I expected my feminist husband to jump in as soon as I started saying “She’s only interested because we put a lot of emphasis on it, and we might not if she were a boy,” and “Even if boys and girls were programmed to feel a certain way about babies and modes of transport and sport, which I’m convinced they are not, she’s two years old and I doubt there’d be any reproductive hardwiring kicking in yet,” and “You’re joking, right?”. But he didn’t.

My husband has thought of himself as a feminist for years, since we were in university and I was still scared of the term, and didn’t like its connotations (until my best friend told me to stop being insane and that to not be a feminist was not far off being a racist and I realised what feminism actually means). But when it comes to the physiology of the brain, my husband admitted to believing that those of men and women were necessarily different. And not just because of experience – because of the way they were created in the womb. The way they were wired.

And so I realised that if my pretty progressive, “enlightened” husband thought that, pretty much everybody else did as well.
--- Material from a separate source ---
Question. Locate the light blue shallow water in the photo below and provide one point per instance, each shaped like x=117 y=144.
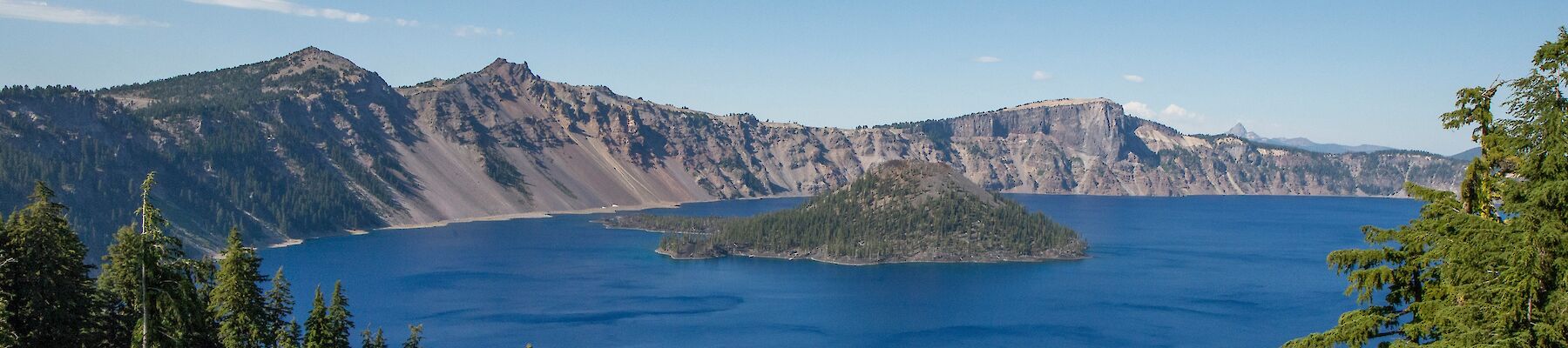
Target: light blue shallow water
x=1166 y=271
So, here’s my PSA. There are no “hardwired” differences between male and female brains from birth. Except these, of course. The only differences that are at all meaningful have been created by individuals’ experience. If studies show that same-hemisphere connections are stronger in male than female brains, while women’s brains show stronger cross-brain connections, making them able to multitask and “be good hostesses”, it’s not because they were born that way. It’s because those men had been praised for being singularly focused on a task at hand since they were little boys (and probably because their fathers made a special effort to teach them how to read maps, for example). It’s because the female participants were encouraged to be able to multitask by watching their mothers help with homework while supervising a toddler in the kitchen and making dinner when they were young girls – because that’s what was expected of mothers; because their social connections were emphasised by the women’s parents and teachers while they were growing up.

And so, basically, the reason Lil A is so interested in babies in tummies is that it’s something we pay a lot of attention to when our pregnant friends are around, and she is shaped by what she sees. And also because, ew – it’s a weird thing, when you think about it. A little baby. In an adult’s body. Did I mention how broody I am, by the way?

And there’s the nod to Writers’ Bootcamp, Day 1. Even if you know me well, you probably don’t know this: that I’m finally ready for another baby.